Regardless of how a tesseroid’s length and width vary with its position, the modified version $l_{j,k}^{\beta }$ is given by

$$l_{j,k}^{\beta }=\sqrt{{\left(j_x-k_x\right)}^2+{\left(j_y-k_y\right)}^2+{\left(j_r-k_r\right)}^2}$$

(6)

where $\left(j_x,j_y,j_r\right)$ and $\left(k_x,k_y,k_r\right)$ stand for the order of the j-th tesseroid and the k-th seed along the longitude, latitude, and radius, respectively. Here, $j=j_x+(j_y-1)\times n_x+(y_r-1)\times n_x\times n_y$.

The solution of the spherical planting inversion of GRAIL data is recovered through a growth procedure divided into the following four steps, as shown in Figure 1.

1. Initially, this algorithm requires a set of N_s seeds, each of which is a tesseroid of the geophysical model. Seed locations can be obtained by Euler deconvolution or by manual selection, and the user can specify the density contrast of seeds. Meanwhile, the density contrast of all other tesseroids equals zero.

2. Secondly, for each seed, a list is constructed of neighboring tesseroids that share a face with the seed or neighboring ones. In constraint 3, only seeds will have a specific density contrast, and all other tesseroids’ density contrasts are set to zero. Then the initial total objective function $P^{\left(0\right)}$ is given by

$$P^{\left(0\right)}={\varphi }_d^{\left(0\right)}+\mu {\varphi }_m^{\left(0\right)}$$

(7)

where, the initial total data-misfit function is given by

$${\varphi }_d^{\left(0\right)}=d-{\displaystyle {\sum }_{i=1}^{N_s}{\rho }_s}{a}_s$$

(8)

Here, ${\rho }_s$ is the density-contrast value of the s-th seed, and the vector $a_s$ consists of kernel functions which are gravitational effects at all observation points due to the s-th seed. Due to there being no neighboring tesseroids in the initial step, ${\varphi }_m^{\left(0\right)}=0$.

3. An iteration involves Ns accretions in a spherical planting inversion. This algorithm finds a tesseroid from its neighboring tesseroid list for every accretion by minimizing the objective function and guaranteeing convergence of the following two conditions:

$$\left|{\varphi }_d^{\left(new\right)}-{\varphi }_d^{\left(old\right)}\right|/{\varphi }_d^{\left(old\right)}\ge \delta$$

(9)

where the total data-misfit function ${\varphi }_d^{\left(new\right)}$ is calculated for the chosen neighboring tesseroids in the current accretion and all tesseroids whose density contrast is not equal to zero, ${\varphi }_d^{\left(old\right)}$ is the total data-misfit function at the previous accretion.
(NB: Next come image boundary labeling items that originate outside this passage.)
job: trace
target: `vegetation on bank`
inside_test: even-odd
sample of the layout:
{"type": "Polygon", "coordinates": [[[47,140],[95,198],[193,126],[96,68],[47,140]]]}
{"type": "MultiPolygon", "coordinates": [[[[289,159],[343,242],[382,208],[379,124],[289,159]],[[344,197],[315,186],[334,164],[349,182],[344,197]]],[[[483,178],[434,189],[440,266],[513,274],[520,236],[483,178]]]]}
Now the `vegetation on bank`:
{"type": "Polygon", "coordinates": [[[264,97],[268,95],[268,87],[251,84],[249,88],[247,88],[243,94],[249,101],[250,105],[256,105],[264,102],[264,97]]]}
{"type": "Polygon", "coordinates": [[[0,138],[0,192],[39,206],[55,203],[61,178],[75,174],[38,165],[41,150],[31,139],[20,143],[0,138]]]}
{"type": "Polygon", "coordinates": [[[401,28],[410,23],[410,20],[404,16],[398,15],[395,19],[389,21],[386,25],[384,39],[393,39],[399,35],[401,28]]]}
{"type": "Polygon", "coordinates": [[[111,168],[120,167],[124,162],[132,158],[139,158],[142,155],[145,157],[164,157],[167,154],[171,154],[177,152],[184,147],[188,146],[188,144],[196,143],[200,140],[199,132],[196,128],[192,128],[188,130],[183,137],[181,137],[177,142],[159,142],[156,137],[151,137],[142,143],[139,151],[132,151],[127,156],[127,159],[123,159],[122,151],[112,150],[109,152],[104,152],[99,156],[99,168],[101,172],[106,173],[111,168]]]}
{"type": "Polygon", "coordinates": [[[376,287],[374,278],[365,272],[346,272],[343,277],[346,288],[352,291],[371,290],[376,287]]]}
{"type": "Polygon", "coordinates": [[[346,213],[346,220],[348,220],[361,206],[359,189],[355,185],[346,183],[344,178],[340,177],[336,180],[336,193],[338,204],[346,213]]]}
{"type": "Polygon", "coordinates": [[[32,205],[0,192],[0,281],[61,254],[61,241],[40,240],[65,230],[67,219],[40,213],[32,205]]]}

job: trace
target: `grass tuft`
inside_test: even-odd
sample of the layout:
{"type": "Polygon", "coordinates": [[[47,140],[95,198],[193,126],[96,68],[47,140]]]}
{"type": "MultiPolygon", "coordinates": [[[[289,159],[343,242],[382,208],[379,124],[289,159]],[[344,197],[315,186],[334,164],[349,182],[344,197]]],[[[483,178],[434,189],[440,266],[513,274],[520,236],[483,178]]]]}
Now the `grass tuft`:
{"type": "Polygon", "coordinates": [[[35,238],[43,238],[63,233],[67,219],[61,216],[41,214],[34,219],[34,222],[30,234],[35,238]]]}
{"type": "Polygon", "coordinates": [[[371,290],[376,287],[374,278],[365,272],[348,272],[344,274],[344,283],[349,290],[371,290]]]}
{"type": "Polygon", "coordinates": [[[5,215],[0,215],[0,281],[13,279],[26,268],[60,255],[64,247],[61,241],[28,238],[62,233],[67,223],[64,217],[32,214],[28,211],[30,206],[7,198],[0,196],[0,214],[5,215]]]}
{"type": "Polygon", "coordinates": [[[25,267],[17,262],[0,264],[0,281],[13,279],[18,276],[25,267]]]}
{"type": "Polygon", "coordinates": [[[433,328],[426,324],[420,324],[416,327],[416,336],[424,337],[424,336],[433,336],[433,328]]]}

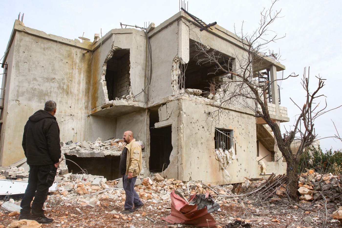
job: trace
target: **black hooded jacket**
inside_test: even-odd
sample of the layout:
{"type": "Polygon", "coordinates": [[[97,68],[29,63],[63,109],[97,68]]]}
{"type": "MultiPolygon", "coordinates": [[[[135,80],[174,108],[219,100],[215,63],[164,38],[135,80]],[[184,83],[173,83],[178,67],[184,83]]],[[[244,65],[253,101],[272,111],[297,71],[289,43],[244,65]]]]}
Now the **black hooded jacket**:
{"type": "Polygon", "coordinates": [[[29,165],[43,165],[61,158],[60,128],[56,117],[43,110],[28,118],[24,128],[23,148],[29,165]]]}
The small positive scalar $\delta$ ranges from 10⁻² to 10⁻⁶.

$$\left|P_{}^{\left(new\right)}-P_{}^{\left(old\right)}\right|/P_{}^{\left(old\right)}\ge \tau$$

(10)

where $P^{\left(new\right)}$ and $P^{\left(old\right)}$ are total global functions of current accretion and precious accretion, respectively.

Ensuring the chosen tesseroid satisfies Equations (9) and (10), and treating it as the optimal tesseroid in the current iteration, then, the algorithm changes its density contrast from zero to the seed’s and removes it from the seed’s neighboring tesseroids list to guarantee constraint 3; otherwise, the algorithm will traverse over other seeds.

4. In any accretion at the previous iteration, if the convergence conditions (Equations (9) and (10)) are met, the growth process continues. Rather, the spherical planting inversion should be terminated, and a 3D density distribution should be obtained.

To avoid the recovery density distribution of spherical planting inversion being strongly influenced by the parameters of seeds, Uieda et al. [37] proposed a “shape-of-anomaly” data misfit that measures the difference in shape between the observed and predicted data and is insensitive to differences in amplitude. By introducing “shape-of-anomaly” data misfit, the data-misfit function is defined as:

$${\varphi }_d=\sqrt{{\displaystyle {\sum }_{i=1}^{N_d}{\left(a{g}_i-d_i\right)}^2}}$$

(11)

where $\alpha$ is the scaling factor; for a given predicted data $g$, $a$ can be calculated by transforming the above equation:

$$a={{\displaystyle {\sum }_{i=1}^{N_d}\left(g_i{d}_i\right)}/{\displaystyle {\sum }_{i=1}^{N_d}\left(d_i\right)}}^2$$

(12)

In the spherical planting inversion, the reconstructed density distributions are determined by the seeds’ parameters. As the reconstruction model’s size increases, the number of neighboring tesseroids gradually increases, and the distance between seeds and neighboring tesseroids increases. This causes neighboring tesseroids in a particular direction always to be determined as optimal tesseroids, eventually leading to mutual intrusion between adjacent anomalous sources. This issue is addressed by the weighting function, which limits the seeds’ influence area and makes them ignore far abnormal sources.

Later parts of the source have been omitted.